Welcome

The goal of the class is to learn how to apply microeconomic concepts to large and complex datasets. We will first revisit notions such as identification, inference and latent heterogeneity in classical contexts. We will then study potential concerns in the presence of a large number of parameters in order to understand over-fitting. Throughout the class, emphasis will be put on project-driven computational exercises involving large datasets. We will learn how to efficiently process and visualize such data using state of the art tools in python. Topics will include fitting models using Tensor-Flow and neural nets, creating event studies using pandas, solving large-scale SVDs, etc.

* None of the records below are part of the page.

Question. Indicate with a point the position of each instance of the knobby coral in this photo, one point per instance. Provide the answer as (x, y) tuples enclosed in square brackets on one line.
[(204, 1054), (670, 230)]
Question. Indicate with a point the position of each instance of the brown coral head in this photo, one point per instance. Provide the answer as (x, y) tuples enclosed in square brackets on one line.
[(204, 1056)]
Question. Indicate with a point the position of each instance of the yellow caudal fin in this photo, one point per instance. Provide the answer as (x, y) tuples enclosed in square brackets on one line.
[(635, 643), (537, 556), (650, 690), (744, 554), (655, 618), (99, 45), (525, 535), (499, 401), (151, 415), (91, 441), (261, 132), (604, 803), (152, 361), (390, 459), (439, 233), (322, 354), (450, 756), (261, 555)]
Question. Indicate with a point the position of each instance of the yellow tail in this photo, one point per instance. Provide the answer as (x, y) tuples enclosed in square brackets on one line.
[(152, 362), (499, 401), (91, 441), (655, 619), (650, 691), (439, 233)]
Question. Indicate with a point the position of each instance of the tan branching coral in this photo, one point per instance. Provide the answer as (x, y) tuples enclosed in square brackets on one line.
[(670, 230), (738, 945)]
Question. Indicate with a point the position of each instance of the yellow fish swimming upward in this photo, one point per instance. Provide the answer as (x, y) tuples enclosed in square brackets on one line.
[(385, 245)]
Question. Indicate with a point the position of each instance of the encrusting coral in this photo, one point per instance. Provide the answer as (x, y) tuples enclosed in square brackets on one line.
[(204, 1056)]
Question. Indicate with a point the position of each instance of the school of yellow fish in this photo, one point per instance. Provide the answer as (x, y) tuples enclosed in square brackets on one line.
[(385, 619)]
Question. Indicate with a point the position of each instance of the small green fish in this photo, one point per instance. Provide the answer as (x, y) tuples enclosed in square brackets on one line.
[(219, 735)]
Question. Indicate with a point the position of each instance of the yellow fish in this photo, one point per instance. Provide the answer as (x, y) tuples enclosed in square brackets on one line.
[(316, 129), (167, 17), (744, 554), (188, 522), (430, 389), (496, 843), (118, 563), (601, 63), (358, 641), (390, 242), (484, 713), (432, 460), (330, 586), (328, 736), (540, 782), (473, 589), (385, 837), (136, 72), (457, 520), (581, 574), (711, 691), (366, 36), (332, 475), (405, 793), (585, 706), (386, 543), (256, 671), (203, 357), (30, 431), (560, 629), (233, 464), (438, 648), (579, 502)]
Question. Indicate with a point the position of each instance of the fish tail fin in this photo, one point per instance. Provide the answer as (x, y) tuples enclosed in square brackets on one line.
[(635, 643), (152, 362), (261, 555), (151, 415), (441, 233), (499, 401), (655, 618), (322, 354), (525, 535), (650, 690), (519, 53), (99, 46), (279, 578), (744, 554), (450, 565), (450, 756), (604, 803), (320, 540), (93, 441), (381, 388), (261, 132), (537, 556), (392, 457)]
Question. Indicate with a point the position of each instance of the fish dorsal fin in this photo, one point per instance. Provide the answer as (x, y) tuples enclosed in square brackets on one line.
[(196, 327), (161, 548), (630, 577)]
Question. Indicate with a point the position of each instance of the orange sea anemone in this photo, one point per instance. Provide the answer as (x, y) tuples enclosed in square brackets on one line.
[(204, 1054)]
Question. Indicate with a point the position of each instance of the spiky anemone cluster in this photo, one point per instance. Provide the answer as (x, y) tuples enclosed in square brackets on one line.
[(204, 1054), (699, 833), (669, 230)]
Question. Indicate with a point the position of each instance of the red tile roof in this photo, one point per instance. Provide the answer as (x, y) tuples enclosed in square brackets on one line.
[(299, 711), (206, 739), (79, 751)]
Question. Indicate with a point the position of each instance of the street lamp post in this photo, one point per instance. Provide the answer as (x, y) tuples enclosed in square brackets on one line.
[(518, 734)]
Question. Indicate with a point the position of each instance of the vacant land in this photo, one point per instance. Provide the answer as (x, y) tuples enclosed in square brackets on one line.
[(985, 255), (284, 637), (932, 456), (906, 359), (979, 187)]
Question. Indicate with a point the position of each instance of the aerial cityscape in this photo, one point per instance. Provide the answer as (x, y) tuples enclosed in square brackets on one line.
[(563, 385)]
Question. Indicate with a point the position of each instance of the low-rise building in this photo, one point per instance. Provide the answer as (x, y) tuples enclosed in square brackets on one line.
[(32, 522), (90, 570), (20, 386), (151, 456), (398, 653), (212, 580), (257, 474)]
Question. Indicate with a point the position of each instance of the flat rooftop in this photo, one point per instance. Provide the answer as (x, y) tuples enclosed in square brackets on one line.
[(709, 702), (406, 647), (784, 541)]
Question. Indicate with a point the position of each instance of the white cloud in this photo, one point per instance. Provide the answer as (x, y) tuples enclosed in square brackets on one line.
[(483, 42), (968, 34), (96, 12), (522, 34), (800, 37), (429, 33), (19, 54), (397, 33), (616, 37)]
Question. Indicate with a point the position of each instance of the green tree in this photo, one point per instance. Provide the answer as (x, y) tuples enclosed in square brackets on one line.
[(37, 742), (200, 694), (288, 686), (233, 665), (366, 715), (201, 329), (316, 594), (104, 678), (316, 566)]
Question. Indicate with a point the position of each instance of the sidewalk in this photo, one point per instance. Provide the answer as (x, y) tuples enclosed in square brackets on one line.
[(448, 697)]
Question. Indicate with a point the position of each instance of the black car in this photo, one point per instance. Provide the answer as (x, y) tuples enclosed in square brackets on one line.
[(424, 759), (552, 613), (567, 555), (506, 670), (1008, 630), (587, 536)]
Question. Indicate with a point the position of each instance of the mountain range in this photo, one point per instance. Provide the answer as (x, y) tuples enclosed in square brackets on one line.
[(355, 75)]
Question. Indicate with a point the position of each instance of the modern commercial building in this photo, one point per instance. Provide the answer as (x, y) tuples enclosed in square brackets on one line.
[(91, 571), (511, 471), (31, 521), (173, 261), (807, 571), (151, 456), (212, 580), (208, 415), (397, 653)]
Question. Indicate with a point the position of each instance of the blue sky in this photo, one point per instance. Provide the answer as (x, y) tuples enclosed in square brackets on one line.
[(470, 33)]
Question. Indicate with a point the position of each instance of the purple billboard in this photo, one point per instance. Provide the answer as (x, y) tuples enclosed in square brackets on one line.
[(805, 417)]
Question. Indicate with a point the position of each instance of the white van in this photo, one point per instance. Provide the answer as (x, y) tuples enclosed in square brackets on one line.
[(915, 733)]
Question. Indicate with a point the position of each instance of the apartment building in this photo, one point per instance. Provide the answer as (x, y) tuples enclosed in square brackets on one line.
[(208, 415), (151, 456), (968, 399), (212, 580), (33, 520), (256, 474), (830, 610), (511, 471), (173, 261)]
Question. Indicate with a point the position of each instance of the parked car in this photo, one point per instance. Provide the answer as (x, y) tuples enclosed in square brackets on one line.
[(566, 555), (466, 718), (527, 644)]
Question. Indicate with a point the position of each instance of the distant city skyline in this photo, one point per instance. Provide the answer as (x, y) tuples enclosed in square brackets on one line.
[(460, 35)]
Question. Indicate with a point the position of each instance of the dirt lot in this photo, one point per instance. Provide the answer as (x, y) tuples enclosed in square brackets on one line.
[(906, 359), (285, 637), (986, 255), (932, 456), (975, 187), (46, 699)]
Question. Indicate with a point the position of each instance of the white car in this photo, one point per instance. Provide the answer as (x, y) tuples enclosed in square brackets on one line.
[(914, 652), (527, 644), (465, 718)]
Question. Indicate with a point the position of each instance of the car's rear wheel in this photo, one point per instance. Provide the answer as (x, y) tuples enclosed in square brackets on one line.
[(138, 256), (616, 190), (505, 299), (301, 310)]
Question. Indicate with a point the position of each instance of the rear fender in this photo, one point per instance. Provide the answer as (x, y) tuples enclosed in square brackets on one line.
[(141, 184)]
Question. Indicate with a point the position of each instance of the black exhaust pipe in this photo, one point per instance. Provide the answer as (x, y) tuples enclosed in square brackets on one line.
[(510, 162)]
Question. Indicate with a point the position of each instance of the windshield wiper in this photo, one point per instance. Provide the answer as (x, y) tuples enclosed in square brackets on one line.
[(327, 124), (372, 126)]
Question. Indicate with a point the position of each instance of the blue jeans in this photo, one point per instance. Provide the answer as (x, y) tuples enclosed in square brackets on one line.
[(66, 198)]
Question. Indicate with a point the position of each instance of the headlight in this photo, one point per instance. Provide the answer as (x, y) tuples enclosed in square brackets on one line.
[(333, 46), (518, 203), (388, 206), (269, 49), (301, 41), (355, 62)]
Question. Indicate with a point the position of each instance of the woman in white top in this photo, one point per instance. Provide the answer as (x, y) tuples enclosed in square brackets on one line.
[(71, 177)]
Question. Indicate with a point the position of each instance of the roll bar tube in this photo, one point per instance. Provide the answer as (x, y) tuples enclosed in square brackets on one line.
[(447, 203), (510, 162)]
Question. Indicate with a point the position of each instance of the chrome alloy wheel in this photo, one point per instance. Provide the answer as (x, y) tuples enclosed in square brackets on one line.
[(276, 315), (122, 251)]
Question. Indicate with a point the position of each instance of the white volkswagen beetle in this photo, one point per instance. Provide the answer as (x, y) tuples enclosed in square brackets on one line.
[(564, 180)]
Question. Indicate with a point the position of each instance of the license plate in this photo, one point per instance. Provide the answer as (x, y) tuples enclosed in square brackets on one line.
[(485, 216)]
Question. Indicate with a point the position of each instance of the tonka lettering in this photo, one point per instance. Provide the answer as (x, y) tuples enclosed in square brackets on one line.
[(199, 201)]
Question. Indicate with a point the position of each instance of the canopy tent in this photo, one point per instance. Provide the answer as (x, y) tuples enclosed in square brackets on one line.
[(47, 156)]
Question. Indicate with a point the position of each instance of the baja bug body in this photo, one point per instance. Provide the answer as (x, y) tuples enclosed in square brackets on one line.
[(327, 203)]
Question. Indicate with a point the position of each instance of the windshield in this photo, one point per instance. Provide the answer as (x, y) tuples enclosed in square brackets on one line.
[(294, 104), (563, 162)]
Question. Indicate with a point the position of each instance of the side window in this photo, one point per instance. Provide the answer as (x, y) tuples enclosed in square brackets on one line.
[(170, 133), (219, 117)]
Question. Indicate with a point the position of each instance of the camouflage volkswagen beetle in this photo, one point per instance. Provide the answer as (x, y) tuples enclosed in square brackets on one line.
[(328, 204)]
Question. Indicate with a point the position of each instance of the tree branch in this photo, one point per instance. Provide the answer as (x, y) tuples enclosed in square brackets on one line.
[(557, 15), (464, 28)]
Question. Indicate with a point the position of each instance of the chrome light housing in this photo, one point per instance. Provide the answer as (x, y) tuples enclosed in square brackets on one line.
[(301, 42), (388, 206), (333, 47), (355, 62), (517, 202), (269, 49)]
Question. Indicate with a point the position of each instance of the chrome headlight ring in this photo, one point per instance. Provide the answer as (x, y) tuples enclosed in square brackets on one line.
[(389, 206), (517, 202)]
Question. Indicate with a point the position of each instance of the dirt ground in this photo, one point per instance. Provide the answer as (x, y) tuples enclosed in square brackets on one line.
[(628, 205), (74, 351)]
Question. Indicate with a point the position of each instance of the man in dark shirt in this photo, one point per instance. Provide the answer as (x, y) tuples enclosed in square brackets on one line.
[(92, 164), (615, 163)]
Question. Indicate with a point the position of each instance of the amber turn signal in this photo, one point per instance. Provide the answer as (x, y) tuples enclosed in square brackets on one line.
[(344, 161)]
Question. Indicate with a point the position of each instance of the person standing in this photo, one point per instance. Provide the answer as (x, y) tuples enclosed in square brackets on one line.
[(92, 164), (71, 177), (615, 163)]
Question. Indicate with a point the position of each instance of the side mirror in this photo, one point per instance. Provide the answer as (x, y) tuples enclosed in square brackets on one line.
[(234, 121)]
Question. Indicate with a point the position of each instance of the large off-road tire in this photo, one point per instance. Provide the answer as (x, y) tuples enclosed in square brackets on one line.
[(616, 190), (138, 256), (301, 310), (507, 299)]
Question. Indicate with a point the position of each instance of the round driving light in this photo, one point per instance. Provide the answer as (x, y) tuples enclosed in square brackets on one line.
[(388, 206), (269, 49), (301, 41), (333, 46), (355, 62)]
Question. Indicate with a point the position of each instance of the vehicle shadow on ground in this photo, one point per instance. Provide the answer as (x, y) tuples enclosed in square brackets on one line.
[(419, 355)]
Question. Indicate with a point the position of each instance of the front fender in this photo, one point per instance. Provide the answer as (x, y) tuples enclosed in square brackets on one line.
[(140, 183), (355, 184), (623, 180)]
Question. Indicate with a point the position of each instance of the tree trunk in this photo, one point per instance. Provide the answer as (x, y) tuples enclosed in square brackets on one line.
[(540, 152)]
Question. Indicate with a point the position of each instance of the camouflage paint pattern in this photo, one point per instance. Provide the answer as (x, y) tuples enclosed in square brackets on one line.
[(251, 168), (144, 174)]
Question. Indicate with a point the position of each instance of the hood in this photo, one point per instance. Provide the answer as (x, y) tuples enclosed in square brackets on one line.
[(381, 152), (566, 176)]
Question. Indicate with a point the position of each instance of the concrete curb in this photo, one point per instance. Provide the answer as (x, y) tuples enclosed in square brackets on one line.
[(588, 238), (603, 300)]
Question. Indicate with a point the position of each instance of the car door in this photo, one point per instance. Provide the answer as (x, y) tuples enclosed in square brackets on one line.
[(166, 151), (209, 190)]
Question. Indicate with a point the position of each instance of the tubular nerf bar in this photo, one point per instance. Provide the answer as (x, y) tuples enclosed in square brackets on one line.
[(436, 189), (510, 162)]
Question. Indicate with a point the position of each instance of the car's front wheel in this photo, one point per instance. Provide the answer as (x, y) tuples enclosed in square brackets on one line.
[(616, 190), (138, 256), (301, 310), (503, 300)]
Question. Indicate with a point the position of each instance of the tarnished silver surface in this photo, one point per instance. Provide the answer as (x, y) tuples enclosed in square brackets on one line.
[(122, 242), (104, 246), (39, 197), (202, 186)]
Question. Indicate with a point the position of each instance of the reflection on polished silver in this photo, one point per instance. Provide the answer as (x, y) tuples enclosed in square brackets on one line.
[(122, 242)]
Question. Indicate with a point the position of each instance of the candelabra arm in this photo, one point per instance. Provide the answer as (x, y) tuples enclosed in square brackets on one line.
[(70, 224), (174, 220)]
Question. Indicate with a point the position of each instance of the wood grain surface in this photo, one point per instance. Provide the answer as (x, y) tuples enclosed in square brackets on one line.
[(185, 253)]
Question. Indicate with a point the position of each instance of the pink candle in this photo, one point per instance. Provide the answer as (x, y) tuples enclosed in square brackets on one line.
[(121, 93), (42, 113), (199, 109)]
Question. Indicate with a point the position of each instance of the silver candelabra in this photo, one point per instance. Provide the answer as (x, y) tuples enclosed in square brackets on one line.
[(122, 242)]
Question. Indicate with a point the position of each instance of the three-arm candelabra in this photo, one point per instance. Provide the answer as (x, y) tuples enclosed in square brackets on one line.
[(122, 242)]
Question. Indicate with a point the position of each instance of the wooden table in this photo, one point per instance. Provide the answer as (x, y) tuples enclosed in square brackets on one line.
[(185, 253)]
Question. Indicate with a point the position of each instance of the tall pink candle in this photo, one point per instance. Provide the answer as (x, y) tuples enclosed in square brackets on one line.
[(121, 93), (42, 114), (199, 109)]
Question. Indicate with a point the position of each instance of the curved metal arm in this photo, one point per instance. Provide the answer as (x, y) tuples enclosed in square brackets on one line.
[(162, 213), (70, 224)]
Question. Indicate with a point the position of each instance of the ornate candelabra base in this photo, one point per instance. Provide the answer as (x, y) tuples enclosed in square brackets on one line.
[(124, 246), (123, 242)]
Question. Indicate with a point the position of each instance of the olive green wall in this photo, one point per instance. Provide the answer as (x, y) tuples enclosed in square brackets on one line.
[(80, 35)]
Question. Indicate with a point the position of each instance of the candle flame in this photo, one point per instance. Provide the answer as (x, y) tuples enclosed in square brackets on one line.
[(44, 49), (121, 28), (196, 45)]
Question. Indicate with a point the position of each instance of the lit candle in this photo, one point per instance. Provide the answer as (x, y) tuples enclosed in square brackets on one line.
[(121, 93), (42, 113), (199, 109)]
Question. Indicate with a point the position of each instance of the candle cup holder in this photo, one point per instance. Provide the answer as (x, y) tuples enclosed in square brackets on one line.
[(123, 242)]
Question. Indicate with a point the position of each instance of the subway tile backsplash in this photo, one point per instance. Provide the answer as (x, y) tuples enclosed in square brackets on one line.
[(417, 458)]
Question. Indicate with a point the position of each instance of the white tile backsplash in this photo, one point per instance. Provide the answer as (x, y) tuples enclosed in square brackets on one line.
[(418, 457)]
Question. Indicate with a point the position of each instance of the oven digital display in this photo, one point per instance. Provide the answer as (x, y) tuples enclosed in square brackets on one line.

This website together with the slack group will be the primary source of content.

Warning

I have been building the content of the course from scracth. The syllabus is not set in stone and will very likely change during the course of the term. Please bear with me!

Format

The lectures will be held in person. Class notes and related notebooks will be posted on this website. There will be a strong emphasis on take-home work in the form of assignments to run on the computer. There will be a mix between short psets (should be done individually) and long homeworks (done in teams of two).

Grading

We will have a midterm, we will use the long homework and the short tasks to form the overall grade. The weight will be 2/5 long homework, 1/5 short homeworks and 2/5 midterm.

List of topics:

Linear and parametric models notes
- review: population, estimand, identification, estimation
- finite sample versus asymptotic
- other models: non-linear conditional mean, IV, MLE
- homeworks: Pi pset, P&P pset, OLS pset
Topics on inference notes
- dependence in error and clustering standard errors
- bootstrap lab
- multiple testing
- weak IV
- homeworks: Inference pset
Beyond parametric models
- Non parametric estimators
- Many regressors
Treatment evaluation
- potential outcome notations
- Diff in Diff, pre-trends and examples
- Event studies, assumptions and examples
- synthetic controls
- heterogeneous causal effects
- homeworks: yelp pset
Network problems
- incidental parameter problem, overfitting
- bias correction
- large scale PCA, clustering
- network formation
- homeworks: Effect of classroom pset

Tools we will learn about:

create deployable environments, maintain code
- we will work with conda or poetry
- git and most likely github
- testing and logging
Working with databases
- mainly pandas, but possibly we will expand to modin, dask and pyspark
- megre, groupby and aggregate, method chaining
Plotting and reporting
- matplotlib and seaborn
- styling pandas
- creating latex tables
Creating workflows
- doit, but principles apply to Airflow, metaflow, nextflow or others.
Automatic differentiation and Stochastic EM
- tensorflow and pytorch
Computing in the cloud
- getting started with Amazon - ec2